Sábado, 5 de julio de 2003 | Hoy
Hipsilofodóntidos, conejílopes, gigantílopes, wakkas, y rinógrados son algunas de las estrafalarias y poco conocidas criaturas que llenan enciclopedias de animales imaginarios, compiladas por toda clase de biólogos y paleontólogos con fuerte apego por la ciencia ficción. Imaginación, por cierto, no les falta: muchos de ellos se preguntaron cómo podrían haber evolucionado los dinosaurios si un asteroide no los hubiera aniquilado o cómo lucirán los animales que hoy pueblan el planeta –o los que aparezcan– dentro de 50.000 años, si el ser humano se transforma en una especie extinta. En esta edición de Futuro, el filósofo y escritor Pablo Capanna hace un recorrido por un inventario de seres fantásticos en donde el humor, la creatividad –y por qué no la extravagancia– no brillan, precisamente, por su ausencia.
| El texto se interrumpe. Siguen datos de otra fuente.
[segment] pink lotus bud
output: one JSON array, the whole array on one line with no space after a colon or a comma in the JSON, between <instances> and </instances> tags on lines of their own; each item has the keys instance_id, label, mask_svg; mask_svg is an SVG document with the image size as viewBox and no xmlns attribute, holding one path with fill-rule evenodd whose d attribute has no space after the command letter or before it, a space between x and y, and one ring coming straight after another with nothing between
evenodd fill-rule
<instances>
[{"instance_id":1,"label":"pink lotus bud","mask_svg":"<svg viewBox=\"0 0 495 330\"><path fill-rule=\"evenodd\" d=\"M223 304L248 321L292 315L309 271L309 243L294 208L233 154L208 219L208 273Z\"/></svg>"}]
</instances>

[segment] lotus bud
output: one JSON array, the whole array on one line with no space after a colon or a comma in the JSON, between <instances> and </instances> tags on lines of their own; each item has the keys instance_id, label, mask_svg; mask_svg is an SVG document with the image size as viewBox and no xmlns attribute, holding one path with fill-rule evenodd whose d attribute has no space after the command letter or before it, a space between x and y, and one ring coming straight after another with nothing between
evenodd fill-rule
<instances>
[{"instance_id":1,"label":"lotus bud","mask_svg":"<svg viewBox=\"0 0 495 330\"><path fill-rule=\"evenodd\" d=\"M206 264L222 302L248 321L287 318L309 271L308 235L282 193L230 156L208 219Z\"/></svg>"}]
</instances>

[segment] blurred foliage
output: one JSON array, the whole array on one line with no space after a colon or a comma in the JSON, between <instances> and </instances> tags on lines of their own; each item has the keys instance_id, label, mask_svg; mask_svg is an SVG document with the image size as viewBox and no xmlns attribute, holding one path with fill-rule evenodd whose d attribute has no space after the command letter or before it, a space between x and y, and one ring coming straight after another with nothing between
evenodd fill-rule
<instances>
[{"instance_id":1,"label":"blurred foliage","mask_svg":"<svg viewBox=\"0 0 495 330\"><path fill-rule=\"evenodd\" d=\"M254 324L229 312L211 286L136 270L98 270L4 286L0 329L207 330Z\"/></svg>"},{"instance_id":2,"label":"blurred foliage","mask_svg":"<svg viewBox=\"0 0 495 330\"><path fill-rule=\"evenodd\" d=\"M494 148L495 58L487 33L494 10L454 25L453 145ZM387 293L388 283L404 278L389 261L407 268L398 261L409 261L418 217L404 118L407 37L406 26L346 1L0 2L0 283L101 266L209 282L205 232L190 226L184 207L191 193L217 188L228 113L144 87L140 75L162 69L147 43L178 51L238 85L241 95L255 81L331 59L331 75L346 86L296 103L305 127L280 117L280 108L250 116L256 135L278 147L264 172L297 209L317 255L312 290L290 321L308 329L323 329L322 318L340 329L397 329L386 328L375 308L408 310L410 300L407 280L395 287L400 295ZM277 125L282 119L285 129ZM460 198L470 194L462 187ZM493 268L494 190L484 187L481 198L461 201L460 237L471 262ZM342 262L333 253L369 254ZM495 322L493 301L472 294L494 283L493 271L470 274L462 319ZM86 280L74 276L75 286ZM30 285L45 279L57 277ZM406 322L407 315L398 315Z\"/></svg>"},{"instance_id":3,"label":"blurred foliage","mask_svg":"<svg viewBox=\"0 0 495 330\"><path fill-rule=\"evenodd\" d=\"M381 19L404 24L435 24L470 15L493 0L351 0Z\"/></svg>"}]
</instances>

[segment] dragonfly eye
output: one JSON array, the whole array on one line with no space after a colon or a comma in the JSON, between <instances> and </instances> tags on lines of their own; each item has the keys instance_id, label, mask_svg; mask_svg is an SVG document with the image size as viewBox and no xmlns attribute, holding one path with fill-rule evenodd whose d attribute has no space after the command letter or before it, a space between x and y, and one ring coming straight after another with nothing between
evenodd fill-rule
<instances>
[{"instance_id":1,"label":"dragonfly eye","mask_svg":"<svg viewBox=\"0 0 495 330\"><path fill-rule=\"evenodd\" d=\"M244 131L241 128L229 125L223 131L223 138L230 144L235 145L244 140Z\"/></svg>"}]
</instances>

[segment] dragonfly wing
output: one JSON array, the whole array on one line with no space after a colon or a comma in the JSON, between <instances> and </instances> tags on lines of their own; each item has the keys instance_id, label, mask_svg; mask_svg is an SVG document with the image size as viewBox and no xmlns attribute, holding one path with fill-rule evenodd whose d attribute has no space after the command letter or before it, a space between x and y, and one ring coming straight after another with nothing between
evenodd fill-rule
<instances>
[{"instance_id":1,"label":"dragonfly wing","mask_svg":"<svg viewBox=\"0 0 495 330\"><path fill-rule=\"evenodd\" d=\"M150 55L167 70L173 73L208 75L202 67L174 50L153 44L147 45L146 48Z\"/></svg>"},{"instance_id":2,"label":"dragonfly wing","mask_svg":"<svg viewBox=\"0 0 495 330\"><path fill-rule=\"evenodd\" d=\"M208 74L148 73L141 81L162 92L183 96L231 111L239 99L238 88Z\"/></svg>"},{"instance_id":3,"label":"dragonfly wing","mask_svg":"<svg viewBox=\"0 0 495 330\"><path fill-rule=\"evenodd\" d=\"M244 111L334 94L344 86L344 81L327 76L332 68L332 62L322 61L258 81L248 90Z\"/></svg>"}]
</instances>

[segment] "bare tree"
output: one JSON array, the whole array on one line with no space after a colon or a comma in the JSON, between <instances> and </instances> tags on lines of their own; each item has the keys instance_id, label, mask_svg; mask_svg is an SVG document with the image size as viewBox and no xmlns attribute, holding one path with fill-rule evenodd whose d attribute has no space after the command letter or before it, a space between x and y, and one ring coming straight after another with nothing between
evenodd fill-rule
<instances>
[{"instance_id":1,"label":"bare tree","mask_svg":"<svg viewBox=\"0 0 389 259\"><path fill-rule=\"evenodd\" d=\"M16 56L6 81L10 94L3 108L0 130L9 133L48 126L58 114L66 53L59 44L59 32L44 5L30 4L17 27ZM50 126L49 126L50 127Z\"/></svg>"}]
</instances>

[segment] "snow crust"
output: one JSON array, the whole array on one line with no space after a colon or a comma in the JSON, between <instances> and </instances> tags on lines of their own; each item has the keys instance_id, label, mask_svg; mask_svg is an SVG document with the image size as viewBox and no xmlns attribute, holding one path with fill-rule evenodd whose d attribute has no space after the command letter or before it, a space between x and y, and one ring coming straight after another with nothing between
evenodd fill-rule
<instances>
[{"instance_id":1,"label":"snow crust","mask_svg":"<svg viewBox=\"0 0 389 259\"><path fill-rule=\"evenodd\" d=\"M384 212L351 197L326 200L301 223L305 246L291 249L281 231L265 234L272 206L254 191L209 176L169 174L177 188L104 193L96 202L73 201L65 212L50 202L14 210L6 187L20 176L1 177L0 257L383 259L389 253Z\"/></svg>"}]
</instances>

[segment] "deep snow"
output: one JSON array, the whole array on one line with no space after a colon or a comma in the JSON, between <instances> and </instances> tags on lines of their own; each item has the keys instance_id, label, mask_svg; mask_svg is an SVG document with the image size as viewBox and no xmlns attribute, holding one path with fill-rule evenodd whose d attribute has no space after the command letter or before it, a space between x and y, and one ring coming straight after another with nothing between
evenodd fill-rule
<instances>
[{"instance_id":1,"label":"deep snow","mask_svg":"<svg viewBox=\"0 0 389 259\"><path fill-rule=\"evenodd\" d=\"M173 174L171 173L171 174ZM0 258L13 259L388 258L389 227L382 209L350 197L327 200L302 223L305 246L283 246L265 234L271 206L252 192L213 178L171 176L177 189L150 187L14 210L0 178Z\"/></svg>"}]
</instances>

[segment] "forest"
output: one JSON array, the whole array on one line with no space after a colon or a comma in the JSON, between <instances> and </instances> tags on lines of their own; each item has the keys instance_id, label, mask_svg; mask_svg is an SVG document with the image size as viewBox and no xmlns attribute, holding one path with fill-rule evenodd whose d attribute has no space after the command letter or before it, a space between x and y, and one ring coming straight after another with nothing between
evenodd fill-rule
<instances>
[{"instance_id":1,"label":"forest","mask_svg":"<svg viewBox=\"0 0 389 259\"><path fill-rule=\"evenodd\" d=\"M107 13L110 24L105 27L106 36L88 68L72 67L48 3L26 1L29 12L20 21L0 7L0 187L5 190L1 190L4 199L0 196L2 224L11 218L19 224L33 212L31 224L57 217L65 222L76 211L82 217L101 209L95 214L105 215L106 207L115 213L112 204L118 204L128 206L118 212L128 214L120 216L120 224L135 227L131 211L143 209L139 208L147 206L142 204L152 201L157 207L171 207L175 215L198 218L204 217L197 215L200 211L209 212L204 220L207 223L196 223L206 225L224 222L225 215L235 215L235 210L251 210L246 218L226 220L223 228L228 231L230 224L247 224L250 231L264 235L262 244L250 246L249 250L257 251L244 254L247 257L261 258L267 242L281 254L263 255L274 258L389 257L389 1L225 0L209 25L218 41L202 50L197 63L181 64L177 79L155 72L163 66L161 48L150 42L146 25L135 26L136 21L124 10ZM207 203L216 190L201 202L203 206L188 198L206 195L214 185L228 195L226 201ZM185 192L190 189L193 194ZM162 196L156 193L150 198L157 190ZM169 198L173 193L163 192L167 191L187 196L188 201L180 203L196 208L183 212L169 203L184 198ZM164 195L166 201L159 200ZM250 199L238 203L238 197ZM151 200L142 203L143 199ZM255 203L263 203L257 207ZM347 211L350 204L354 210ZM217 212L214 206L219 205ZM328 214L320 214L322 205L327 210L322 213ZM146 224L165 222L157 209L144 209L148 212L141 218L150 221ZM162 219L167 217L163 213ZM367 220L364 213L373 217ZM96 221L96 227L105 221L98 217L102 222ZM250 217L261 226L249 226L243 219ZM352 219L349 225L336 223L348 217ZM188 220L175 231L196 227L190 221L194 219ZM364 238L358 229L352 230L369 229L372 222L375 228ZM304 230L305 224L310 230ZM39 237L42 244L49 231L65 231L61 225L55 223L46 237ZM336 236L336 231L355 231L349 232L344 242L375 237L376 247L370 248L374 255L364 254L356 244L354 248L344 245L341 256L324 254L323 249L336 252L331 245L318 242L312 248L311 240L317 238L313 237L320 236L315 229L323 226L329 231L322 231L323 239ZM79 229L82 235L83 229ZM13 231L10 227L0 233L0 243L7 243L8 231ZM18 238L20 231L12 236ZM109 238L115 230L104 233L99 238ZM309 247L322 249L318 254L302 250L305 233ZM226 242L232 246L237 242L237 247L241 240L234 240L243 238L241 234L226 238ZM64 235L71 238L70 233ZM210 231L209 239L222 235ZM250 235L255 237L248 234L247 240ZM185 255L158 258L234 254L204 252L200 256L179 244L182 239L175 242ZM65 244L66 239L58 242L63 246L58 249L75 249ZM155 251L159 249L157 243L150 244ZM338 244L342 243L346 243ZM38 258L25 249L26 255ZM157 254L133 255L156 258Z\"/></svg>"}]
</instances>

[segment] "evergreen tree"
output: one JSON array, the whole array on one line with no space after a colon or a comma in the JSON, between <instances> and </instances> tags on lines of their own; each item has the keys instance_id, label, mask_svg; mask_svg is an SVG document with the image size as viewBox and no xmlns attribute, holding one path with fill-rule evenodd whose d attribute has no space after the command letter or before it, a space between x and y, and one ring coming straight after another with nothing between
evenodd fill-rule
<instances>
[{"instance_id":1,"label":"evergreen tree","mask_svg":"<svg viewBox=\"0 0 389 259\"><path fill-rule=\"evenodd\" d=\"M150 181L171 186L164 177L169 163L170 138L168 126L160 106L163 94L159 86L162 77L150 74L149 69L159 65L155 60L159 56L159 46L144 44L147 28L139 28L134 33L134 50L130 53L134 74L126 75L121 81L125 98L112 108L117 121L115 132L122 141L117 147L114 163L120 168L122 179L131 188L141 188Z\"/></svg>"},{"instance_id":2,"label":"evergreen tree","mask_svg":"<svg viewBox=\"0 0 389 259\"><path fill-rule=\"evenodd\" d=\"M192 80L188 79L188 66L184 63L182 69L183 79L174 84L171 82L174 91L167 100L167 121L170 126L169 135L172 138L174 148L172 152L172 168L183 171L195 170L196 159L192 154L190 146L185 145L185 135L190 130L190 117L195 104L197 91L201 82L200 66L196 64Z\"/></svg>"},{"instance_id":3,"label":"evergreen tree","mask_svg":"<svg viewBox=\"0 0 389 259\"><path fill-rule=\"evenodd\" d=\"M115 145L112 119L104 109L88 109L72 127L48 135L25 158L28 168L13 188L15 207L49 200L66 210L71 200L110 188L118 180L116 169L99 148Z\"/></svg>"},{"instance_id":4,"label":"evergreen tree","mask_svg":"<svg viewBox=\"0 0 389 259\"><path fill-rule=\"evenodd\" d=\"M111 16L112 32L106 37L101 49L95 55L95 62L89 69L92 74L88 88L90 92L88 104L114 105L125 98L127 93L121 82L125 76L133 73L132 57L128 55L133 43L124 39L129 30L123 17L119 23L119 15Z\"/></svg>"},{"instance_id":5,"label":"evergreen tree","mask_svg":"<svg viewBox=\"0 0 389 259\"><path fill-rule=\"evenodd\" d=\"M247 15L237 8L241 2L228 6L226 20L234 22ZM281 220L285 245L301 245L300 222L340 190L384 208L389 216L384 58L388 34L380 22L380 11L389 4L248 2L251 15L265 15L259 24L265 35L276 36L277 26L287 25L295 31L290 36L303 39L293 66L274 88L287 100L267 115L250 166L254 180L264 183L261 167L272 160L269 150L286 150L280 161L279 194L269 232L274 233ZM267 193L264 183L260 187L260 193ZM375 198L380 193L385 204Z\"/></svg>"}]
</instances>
Se dice que el sentido del
humor es una de las facultades que distinguen al hombre del animal. Cualquier
cachorro puede expresar alegría o divertirse con una situación
cómica. Reír es algo que las hienas, los políticos y los
animadores de TV hacen habitualmente. El humor es algo más sutil, que
implica la capacidad de verse a uno mismo como ridículo o atreverse a
presentar las cosas desde otro ángulo.
Si es cierto que el humor está asociado con la inteligencia, tendrá
que manifestarse entre los científicos. Por lo menos, más que
entre los filósofos posmodernos, que son solemnes hasta para la trivialidad.
Uno de los más conocidos ejemplos de humor científico es la historia
de Bourbaki. En los años 30, unos estudiantes anunciaron que llegaba
a París el famoso matemático polaco Nicolás Bourbaki
y engañaron a las autoridades haciéndolas esperar en vano en la
estación. Pero Bourbaki sobrevivió al chiste y fue el seudónimo
colectivo con el cual el grupo fundado por aquellos estudiantes realizó
importantes aportes a la matemática.
Fantazoologos y parabiologos
No todas las
bromas científicas son tan directas, y considerando el trabajo que cuesta
montarlas, uno puede llegar a preguntarse dónde está la gracia.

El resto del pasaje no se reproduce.